Le 17 décembre 1903, sur une plage venteuse de Caroline du Nord, en un peu moins de cent secondes, les frères Wright démontrèrent qu’un véhicule autopropulsé plus lourd que l’air pouvait voler. Le moment fut électrique et son importance largement comprise. Presque immédiatement, il se produisit une explosion d’intérêt pour cette technologie nouvelle du vol habité, et une nuée d’innovateurs se mirent à l’améliorer.

A l’époque où les frères Wright inventaient l’avion, la loi américaine stipulait que le propriétaire d’un terrain était non seulement propriétaire de la surface de son terrain, mais de tout le sous-sol, jusqu’au centre de la terre, et de tout l’espace au dessus, "jusqu’à l’infini." Les érudits s’étaient demandé depuis de nombreuses années comment interpréter au mieux l’idée que des droits de propriété terrestres puissent monter jusqu’aux cieux.
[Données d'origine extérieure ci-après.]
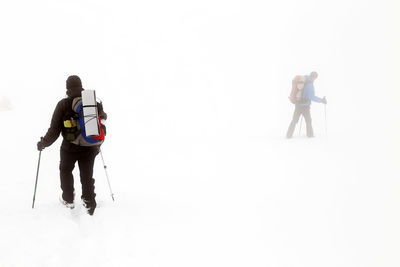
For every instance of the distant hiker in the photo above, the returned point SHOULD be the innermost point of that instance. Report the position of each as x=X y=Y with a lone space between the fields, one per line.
x=302 y=94
x=69 y=122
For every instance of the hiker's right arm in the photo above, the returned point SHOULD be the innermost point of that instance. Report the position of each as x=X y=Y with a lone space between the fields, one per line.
x=55 y=126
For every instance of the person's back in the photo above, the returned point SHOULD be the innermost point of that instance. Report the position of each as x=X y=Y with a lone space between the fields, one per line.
x=303 y=107
x=71 y=153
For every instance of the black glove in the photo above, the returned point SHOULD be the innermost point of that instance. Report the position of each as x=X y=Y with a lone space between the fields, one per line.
x=40 y=144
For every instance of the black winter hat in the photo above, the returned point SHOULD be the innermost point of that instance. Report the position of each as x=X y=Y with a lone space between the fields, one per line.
x=74 y=81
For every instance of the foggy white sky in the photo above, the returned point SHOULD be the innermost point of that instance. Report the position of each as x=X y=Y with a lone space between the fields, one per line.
x=220 y=49
x=196 y=93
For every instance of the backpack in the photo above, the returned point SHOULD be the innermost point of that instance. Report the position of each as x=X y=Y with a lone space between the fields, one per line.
x=298 y=84
x=84 y=127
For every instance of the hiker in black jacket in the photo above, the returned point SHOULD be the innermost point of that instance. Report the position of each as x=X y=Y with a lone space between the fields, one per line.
x=71 y=153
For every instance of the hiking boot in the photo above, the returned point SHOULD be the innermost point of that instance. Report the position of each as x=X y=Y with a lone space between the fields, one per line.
x=67 y=204
x=90 y=205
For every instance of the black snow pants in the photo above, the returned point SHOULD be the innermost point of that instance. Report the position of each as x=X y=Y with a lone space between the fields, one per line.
x=85 y=156
x=298 y=111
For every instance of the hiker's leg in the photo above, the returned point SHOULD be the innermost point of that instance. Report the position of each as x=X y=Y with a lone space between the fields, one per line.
x=307 y=118
x=295 y=119
x=86 y=163
x=67 y=164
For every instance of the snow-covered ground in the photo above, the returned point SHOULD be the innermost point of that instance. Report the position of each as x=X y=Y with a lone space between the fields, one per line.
x=196 y=94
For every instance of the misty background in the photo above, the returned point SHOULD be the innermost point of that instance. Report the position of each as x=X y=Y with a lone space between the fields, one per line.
x=197 y=99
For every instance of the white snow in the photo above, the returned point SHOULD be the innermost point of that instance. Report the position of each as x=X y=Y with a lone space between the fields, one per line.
x=196 y=94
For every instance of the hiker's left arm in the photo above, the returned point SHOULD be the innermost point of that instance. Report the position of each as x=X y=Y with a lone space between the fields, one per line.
x=55 y=126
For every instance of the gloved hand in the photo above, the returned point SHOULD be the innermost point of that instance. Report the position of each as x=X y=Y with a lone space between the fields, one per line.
x=40 y=144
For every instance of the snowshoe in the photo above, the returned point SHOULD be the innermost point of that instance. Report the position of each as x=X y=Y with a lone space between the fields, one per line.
x=89 y=205
x=69 y=205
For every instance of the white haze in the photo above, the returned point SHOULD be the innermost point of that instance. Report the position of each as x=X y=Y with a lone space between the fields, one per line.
x=196 y=93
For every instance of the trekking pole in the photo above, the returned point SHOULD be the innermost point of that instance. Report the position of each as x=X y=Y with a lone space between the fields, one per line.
x=301 y=122
x=326 y=123
x=108 y=180
x=37 y=176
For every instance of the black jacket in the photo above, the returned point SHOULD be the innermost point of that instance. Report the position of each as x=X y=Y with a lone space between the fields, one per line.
x=62 y=112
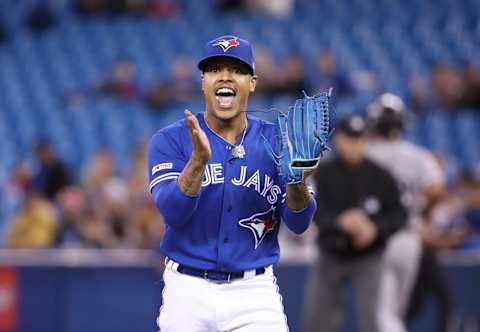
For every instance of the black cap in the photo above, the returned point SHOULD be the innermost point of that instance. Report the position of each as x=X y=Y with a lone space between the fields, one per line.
x=352 y=125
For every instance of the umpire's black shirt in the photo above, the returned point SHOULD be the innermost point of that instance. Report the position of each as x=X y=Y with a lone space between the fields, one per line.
x=367 y=186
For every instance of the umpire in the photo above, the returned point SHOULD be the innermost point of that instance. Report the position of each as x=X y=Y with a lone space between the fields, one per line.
x=358 y=209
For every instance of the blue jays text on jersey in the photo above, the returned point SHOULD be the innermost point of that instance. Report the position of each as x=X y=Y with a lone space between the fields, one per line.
x=232 y=224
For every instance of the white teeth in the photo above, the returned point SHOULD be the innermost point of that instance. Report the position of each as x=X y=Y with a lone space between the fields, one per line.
x=225 y=90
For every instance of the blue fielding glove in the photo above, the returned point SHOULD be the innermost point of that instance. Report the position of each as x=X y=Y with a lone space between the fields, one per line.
x=303 y=133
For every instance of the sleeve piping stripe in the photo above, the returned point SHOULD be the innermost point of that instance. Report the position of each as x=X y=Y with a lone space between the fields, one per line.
x=164 y=177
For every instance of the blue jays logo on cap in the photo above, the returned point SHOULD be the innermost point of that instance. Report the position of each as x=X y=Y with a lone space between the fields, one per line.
x=231 y=47
x=225 y=44
x=260 y=224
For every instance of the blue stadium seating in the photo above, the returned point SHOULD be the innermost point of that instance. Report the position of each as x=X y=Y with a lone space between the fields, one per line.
x=392 y=38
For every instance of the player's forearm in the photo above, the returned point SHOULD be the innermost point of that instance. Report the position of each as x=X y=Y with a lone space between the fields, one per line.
x=190 y=179
x=298 y=196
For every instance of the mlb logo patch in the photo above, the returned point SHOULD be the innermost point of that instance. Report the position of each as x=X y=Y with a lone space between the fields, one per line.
x=159 y=167
x=260 y=224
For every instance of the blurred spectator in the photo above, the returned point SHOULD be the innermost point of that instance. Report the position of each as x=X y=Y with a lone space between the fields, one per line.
x=292 y=79
x=73 y=101
x=108 y=197
x=74 y=219
x=13 y=196
x=359 y=208
x=266 y=69
x=449 y=87
x=51 y=174
x=122 y=84
x=183 y=86
x=35 y=225
x=142 y=211
x=40 y=19
x=328 y=75
x=456 y=220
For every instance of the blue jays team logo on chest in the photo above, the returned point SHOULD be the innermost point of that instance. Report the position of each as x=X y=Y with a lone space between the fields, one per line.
x=225 y=44
x=260 y=224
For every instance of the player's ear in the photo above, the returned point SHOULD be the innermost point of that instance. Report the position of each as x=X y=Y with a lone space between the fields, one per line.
x=253 y=83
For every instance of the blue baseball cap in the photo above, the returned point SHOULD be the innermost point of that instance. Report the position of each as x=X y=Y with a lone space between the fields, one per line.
x=231 y=47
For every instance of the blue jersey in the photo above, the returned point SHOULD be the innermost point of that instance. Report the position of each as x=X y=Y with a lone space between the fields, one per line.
x=232 y=224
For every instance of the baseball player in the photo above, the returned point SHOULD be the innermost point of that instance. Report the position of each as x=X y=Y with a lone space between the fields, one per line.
x=223 y=199
x=421 y=181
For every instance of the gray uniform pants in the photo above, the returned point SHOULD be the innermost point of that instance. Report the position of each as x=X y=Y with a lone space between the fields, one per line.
x=329 y=276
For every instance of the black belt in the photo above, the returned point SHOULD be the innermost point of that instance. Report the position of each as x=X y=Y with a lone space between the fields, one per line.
x=215 y=275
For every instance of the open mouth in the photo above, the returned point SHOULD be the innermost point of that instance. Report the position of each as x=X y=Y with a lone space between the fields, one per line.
x=225 y=97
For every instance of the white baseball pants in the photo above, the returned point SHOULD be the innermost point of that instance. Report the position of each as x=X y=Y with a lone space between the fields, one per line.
x=198 y=305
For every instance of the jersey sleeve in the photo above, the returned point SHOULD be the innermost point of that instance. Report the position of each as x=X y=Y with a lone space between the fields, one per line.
x=166 y=160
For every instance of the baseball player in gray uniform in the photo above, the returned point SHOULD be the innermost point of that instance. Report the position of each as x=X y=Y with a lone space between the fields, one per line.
x=421 y=181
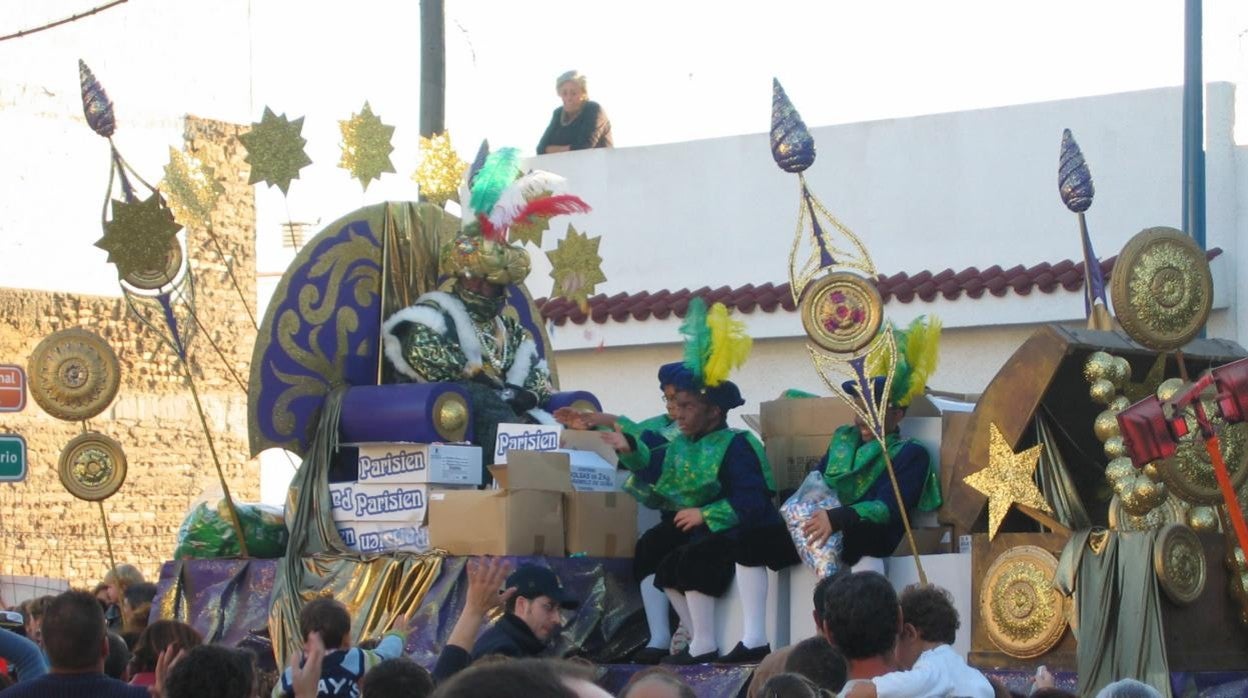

Cela signifiait-il que vous possédiez les étoiles ? Pouviez vous poursuivre les oies en justice, pour violations de propriété volontaires et répétées ?

Puis vinrent les avions, et pour la première fois, ce principe de la loi américaine — profondément ancré dans notre tradition, et reconnu par les plus importants juristes de notre passé — prenait de l’importance. Si ma terre s’étend jusqu’aux cieux, qu’advient-il quand un avion d’United Airlines survole mon champ ? Ai-je le droit de lui interdire ma propriété ? Ai-je le droit de mettre en place un accord d’autorisation exclusive au profit de Delta Airlines ? Pouvons nous organiser des enchères pour déterminer la valeur de ces droits ?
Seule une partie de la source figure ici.